Antes de discutir a legislação, porém, Vianna ressalta que só o medo da aplicação da pena também não é suficiente. “O primeiro passo para uma solução social é evitar que o acidente aconteça. É educar as pessoas a respeitar as regras de trânsito, em vez de produzir medidas vingativas”, defende. É da mesma opinião o professor de engenharia de transporte da Escola Politécnica da USP, Cláudio Barbieri da Cunha. “Vejo nas ruas que, assim como os motoristas não respeitam os ciclistas, os ciclistas também não respeitam os pedestres”, comenta. Além da falta de educação e respeito no trânsito, ele também critica a ineficiência da engenharia de tráfego nos grandes centros. “Nossa engenharia adota soluções improvisadas e elas acabam criando conflitos, virando pontos negros de acidentes.” Enquanto não ocorrem as mudanças necessárias, a saída é tentar dividir de forma pacífica os espaços comuns nas ruas. Em relação aos bárbaros do trânsito, a recomendação dos psicólogos é unânime: nunca responder às provocações, para não correr o risco de entrar nas próximas estatísticas de vítimas dessa guerra urbana.

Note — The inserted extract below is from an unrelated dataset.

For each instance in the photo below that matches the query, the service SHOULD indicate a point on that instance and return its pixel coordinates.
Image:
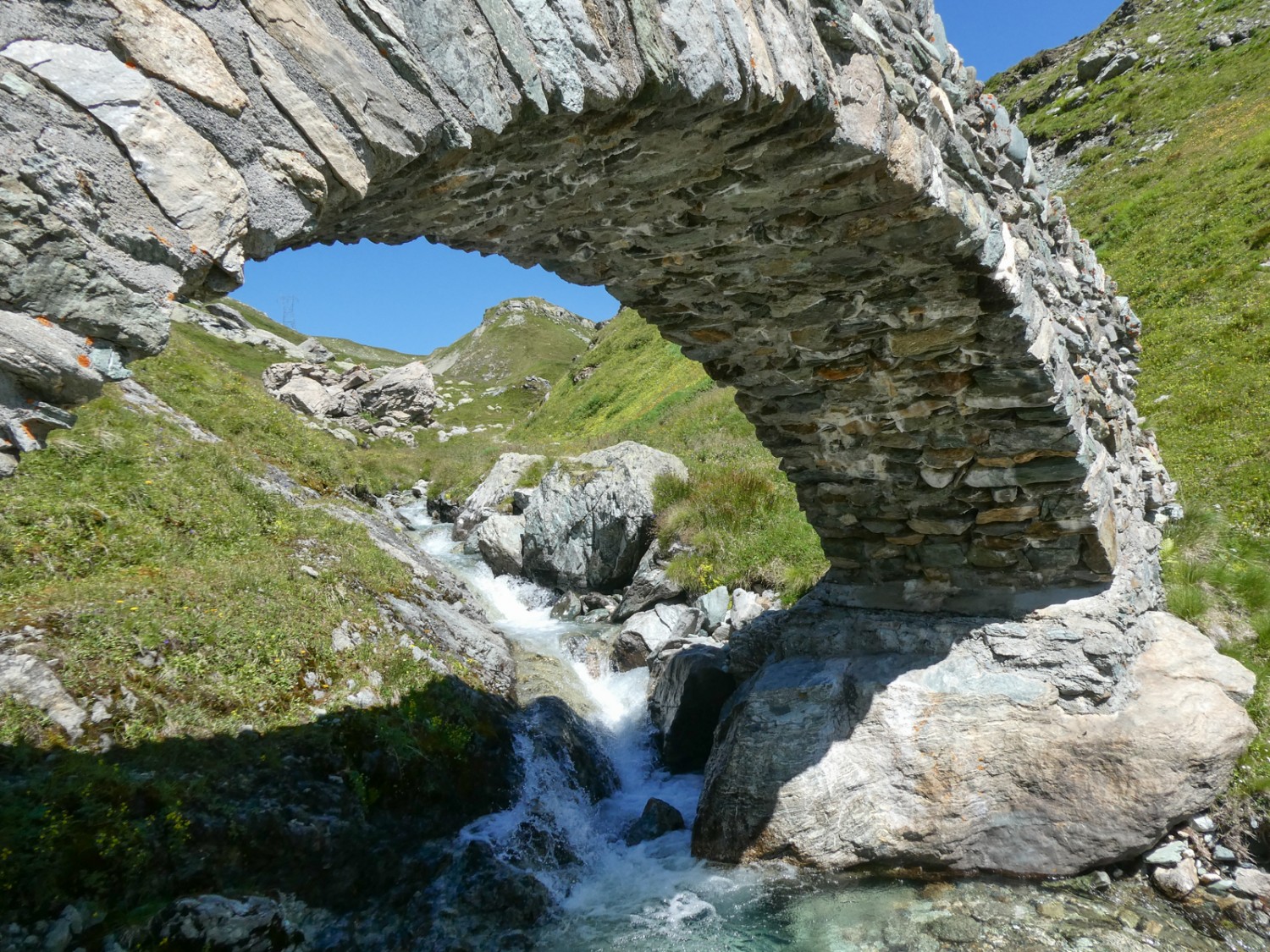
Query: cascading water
(655, 896)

DESACREDITADA - LEI SECA NO FUNDO DO POÇO




Assim como a lei dos crimes hediondos, a lei seca vem sendo desacreditada pela justiça que desmoraliza o esforço dos fiscais, das polícias e da sociedade para deter a violência provocada nas estradas e ruas por motoristas embriagados.

QUANDO É QUE O BRASIL SE TORNARÁ SÉRIO?

Não é possível que sociedade aceite o modo como as autoridades tratam de assuntos sérios, especialmente aqueles que envolvem vidas e patrimônio de pessoas.

É muito cômodo para os parlamentares a criação de leis sem a preocupação com o amparo constitucional. Eles atiram o " abacaxi" e deixam as decisões nas mãos do judiciário. Criam as leis sabendo que ela não será cumprida. Deveria ser como em países mais adiantados, onde a lei antes de ser aprovada, ela passa pelo filtro da constitucionalidade.

Também é muito fácil para o Conselho Estadual de Trânsito lançar uma resolução para atender o clamor popular e a mídia, autorizando "a fiscalização para multar e até mesmo a recolher o veículo de condutores que se negarem a se submeter ao teste do bafômetro", não ligando para a situação polêmica, discriminatória e ilegal que esta medida desencadeia para os infratores, para os fiscais, para os policiais e para a população em geral.

Sabe-se que, com base na constituição federal, esta resolução e a lei seca são inconstitucionais, apesar da relevância social, de ordem pública e de direito coletivo. De nada adianta os fiscais autuarem os desavisados e deixarem livres as autoridades e os conhecedores da lei. Estes serão desmoralizados e passíveis de responder pelos atos e abusos na justiça.

O país precisa reduzir o morticínio no tráfego e inibir infrações graves como a embriagues no volante, mas para tanto são necessárias leis fortes e punições exemplares, sem brechas para a impunidade.

Por este motivo, a constituição deve ser alterada tirando dela os dispositivos que salvaguardam a ação dos infratores, de modo a fortalecer a relevância social, as questões de ordem pública e o interesse coletivo. Esta mesma finalidade deveria determinar uma postura coativa da Justiça brasileira. Chega de tolerar e acobertar o banditismo, a violência, a criminalidade e as imprudências no trânsito.